The 10 acres is labeled MFDD — the multifamily zoning designation — on this map. Sunset Lane is at bottom.
Condominiums, apartment buildings, single-family homes, and a co-housing community were the development concepts the selectmen received Friday from bidders on 10 acres of former Schlumberger land off Sunset Lane.
The bid prices offered ranged from $1.75 million to $4 million.
“We will look at each one of the bids and have discussions as to what the prices are, who we would like to possibly negotiate with, what we want to negotiate, etc.,” First Selectman Rudy Marconi said.
“And some of the points we will be covering are selling price, design, long-term revenue for the town, aesthetics in the neighborhood.
“We have to be considerate of the neighborhood. How does it look compared to what’s across the street?”
The selectmen had an executive-session discussion of the bids scheduled for Wednesday night, and further closed-door meetings on the proposals seem likely.
The Board of Selectmen has chosen not to make the bid documents with their detailed development plans public.
Mr.

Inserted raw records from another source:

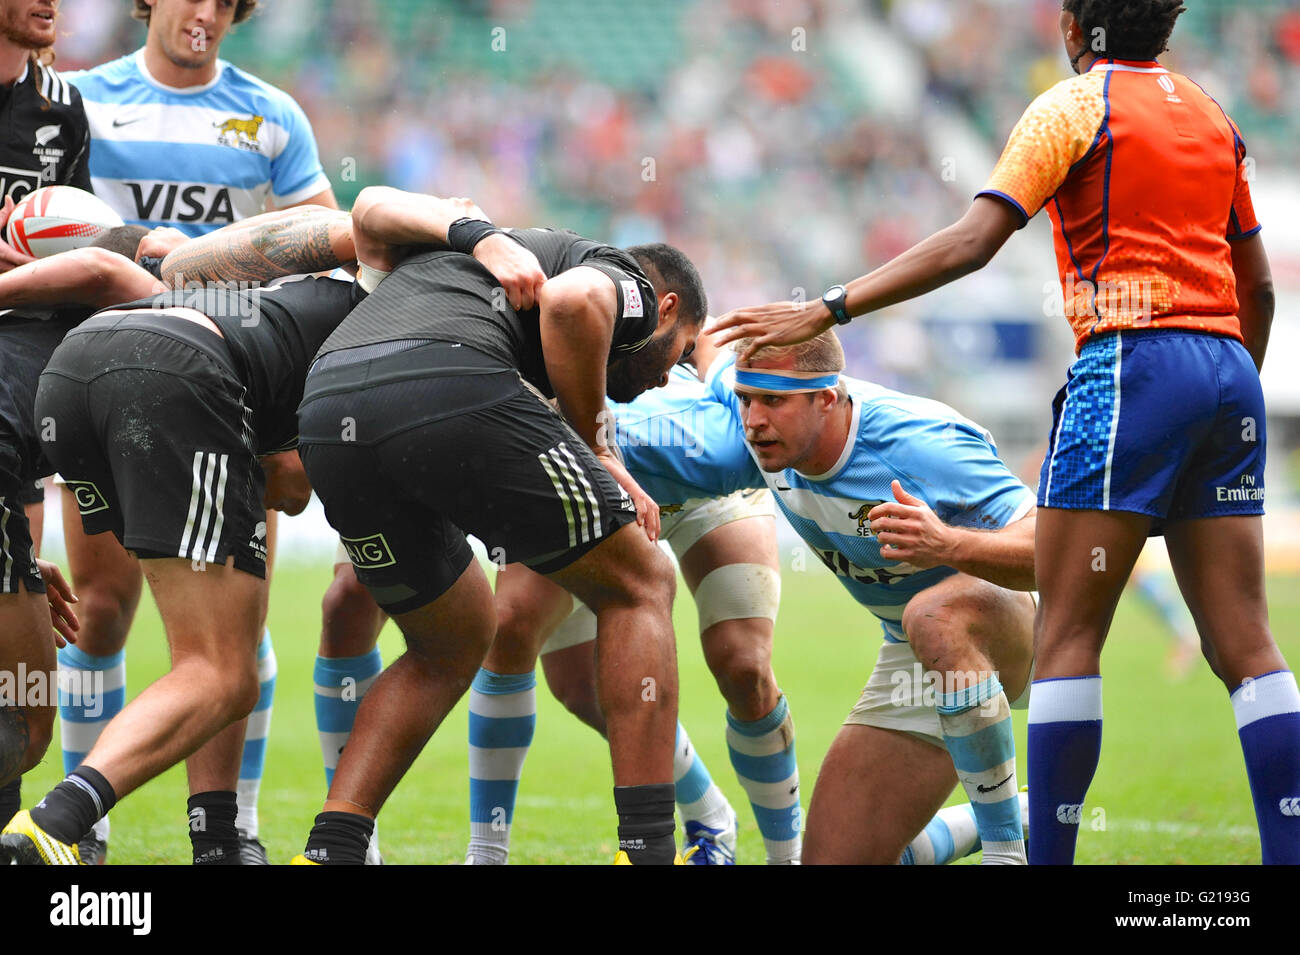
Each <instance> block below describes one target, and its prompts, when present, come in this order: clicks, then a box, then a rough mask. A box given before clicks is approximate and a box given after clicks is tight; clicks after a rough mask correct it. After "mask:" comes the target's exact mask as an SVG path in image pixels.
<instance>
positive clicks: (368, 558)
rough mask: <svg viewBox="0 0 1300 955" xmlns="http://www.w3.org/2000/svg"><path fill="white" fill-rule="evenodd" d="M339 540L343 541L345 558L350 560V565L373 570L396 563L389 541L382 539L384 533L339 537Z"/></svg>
mask: <svg viewBox="0 0 1300 955" xmlns="http://www.w3.org/2000/svg"><path fill="white" fill-rule="evenodd" d="M339 541H342V542H343V550H344V551H347V559H348V560H351V561H352V567H356V568H361V569H364V570H374V569H376V568H381V567H391V565H393V564H396V563H398V561H396V559H395V557H394V556H393V551H391V550H390V548H389V542H387V541H385V539H383V534H372V535H370V537H357V538H348V537H341V538H339Z"/></svg>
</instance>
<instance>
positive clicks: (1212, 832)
mask: <svg viewBox="0 0 1300 955" xmlns="http://www.w3.org/2000/svg"><path fill="white" fill-rule="evenodd" d="M1106 829H1118V830H1121V832H1123V830H1127V832H1132V833H1154V834H1157V835H1196V837H1205V835H1229V837H1231V838H1234V839H1242V838H1258V835H1260V830H1258V829H1255V828H1253V826H1244V825H1229V826H1204V825H1192V824H1190V822H1169V821H1157V820H1151V819H1108V820H1106Z"/></svg>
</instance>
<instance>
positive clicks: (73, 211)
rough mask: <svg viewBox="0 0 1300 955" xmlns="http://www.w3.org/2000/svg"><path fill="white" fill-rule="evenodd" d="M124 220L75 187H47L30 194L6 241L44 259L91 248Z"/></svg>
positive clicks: (13, 225)
mask: <svg viewBox="0 0 1300 955" xmlns="http://www.w3.org/2000/svg"><path fill="white" fill-rule="evenodd" d="M120 225H122V217H121V216H118V214H117V213H116V212H113V209H112V208H109V205H108V203H105V201H104V200H103V199H100V197H98V196H95V195H94V194H91V192H87V191H86V190H81V188H77V187H75V186H44V187H42V188H38V190H36V191H35V192H29V194H27V195H26V196H23V197H22V200H21V201H19V203H18V205H16V207H14V210H13V214H12V216H9V225H8V227H6V229H5V239H6V240H8V243H9V244H10V246H13V247H14V248H16V249H18V251H19V252H26V253H27V255H30V256H35V257H36V259H44V257H45V256H52V255H55V253H57V252H68V251H70V249H74V248H82V247H83V246H88V244H90V243H92V242H94V240H95V239H96V238H99V236H100V235H103V234H104V233H107V231H108V230H109V229H113V227H114V226H120Z"/></svg>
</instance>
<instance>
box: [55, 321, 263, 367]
mask: <svg viewBox="0 0 1300 955" xmlns="http://www.w3.org/2000/svg"><path fill="white" fill-rule="evenodd" d="M94 331H148V333H152V334H156V335H162V337H164V338H170V339H174V340H177V342H183V343H185V344H188V346H191V347H192V348H196V350H198V351H201V352H203V353H205V355H209V356H212V357H213V359H216V360H217V361H218V363H220V364H221V365H224V366H225V369H226V370H227V372H229V373H230V374H231V376H233V377H235V378H238V377H239V372H238V365H237V363H235V360H234V355H233V353H231V351H230V346H229V344H226V339H224V338H222V337H221V335H218V334H217V333H214V331H213V330H212V329H208V327H205V326H203V325H199V324H198V322H192V321H190V320H187V318H178V317H175V316H173V314H168V313H166V312H164V311H156V312H155V311H143V309H136V311H131V312H125V313H122V314H105V316H92V317H91V318H87V320H86V321H83V322H82V324H81V325H78V326H77V327H75V329H73V330H72V331H69V333H68V335H69V338H70V337H73V335H85V334H88V333H94Z"/></svg>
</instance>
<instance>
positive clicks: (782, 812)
mask: <svg viewBox="0 0 1300 955" xmlns="http://www.w3.org/2000/svg"><path fill="white" fill-rule="evenodd" d="M727 750H728V752H729V754H731V760H732V767H733V768H735V769H736V778H737V780H740V785H741V786H744V789H745V794H746V795H748V796H749V804H750V806H751V807H753V808H754V819H757V820H758V832H759V833H762V835H763V845H764V846H766V847H767V863H768V865H780V864H788V863H797V861H798V860H800V854H801V851H802V843H803V837H802V830H803V811H802V808H801V807H800V765H798V763H797V761H796V760H794V721H793V720H790V711H789V707H788V706H787V703H785V696H781V698H780V699H779V700H777V702H776V706H775V707H774V708H772V712H770V713H768V715H767V716H764V717H762V719H761V720H754V721H753V722H742V721H741V720H737V719H736V717H735V716H732V715H731V713H729V712H728V713H727Z"/></svg>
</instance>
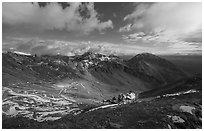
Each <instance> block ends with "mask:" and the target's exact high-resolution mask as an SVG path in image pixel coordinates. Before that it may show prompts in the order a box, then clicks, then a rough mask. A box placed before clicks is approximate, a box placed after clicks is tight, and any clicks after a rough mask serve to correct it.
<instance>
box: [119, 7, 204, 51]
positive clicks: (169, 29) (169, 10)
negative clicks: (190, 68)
mask: <svg viewBox="0 0 204 131" xmlns="http://www.w3.org/2000/svg"><path fill="white" fill-rule="evenodd" d="M124 21H125V22H127V23H128V24H127V25H125V26H123V27H121V28H120V29H119V32H126V33H128V32H131V33H130V34H126V35H122V38H123V39H124V40H125V41H126V42H129V43H139V42H141V43H149V44H150V45H151V46H152V47H154V48H157V45H160V44H161V43H162V44H165V46H166V49H167V50H168V51H170V52H177V53H178V52H179V51H181V52H185V50H186V51H194V50H201V43H202V30H201V27H202V4H201V3H155V4H139V5H137V6H136V7H135V10H134V11H133V12H132V13H130V14H128V15H126V16H125V17H124ZM133 32H134V33H133ZM192 43H194V44H195V43H197V45H196V46H193V45H192ZM179 48H180V49H179ZM173 50H174V51H173Z"/></svg>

Marconi gave a quick description on Friday of the different kinds of development proposals that came in — two proposals for single-family homes, one for condominiums, one with apartment buildings and condominiums, and an affordable senior citizen community.
The purchasing department, in keeping with its standard practice, later posted bidders’ names and the dollar prices they offered on the town website.
Mr. Marconi eventually matched the brief descriptions with the various bidders and their prices.
- Toll Brothers, a nationwide firm with offices in Newtown, bid $4 million, with plans for a complex of 32 to 36 condominiums. Toll Brothers built the Regency at Ridgefield age-restricted condominiums on Route 7 just north of Route 35, and are building the huge Rivington complex in the Ridgebury section of Danbury.
- Sun Homes of Pawling, N.Y., bid $3.2 million, proposing 78 units — 44 rental apartments, eight of them deed-restricted as “affordable,” in two buildings of 22 units each, and 34 condominium units laid out around the 10-acre site.
- Ridgefield Investment LLC, represented by the local law firm Donnelly, McNamara & Gustafson, bid $2.7 million, proposing 18 single-family homes.
- Sturges Brothers of Ridgefield bid $2,584,000 and proposed 17 single-family homes.
- New Ridgefield NP, a Ridgefield-based nonprofit that is being formed, bid $1.75 million with plans for “co-housing” for “50 or more” senior citizens.
New Ridgefield NP, which proposed to develop the site in partnership with the Stamford-based affordable housing developer New Neighborhoods Inc., has asked the selectmen to hold off selling the property and give it 60 days to get organized and submit a complete proposal for the town to consider.
In late 2011 the selectmen convinced voters to approve spending $7 million on the former Schlumberger property — $6 million to buy it and another $1 million for “related costs” that ranged from surveying to demolition to oversight of Schlumberger’s environmental cleanup.
Part of the plan was to recover some of the taxpayers’ money by selling off the land for development — with deed restrictions to limit potential density.
The first such proposed deal — an offer of $1.25 million for five acres off Old Quarry Road, with plans including a hotel — will go to town meeting today (Monday).
All along, the selectmen viewed the 10 acres off Sunset Lane as potentially the most lucrative, and this summer they had it rezoned for multifamily use — six units an acre, eight if some are “affordable.”
They put out a request for proposals seeking both a bid price and an accompanying concept plan for development, much as they’d done with the five-acre piece that Monday night’s town meeting will consider selling to Mr. Zemo.
The selectmen aren’t bound to accept one of the proposals now before them. They may well do some negotiating, and they could put the parcel out to bid a second time.
But board members have expressed a sense that they would do well to get back some of the $7 million the town spent on the property two years ago.
“We can reject all bids, and reserve the right to sit and negotiate with a party,” Mr. Marconi said.
“If I’ve read the board correctly, it’s not a situation where time is of the essence. We’re not going to rush into it,” he said. “But we want to keep the ball moving.”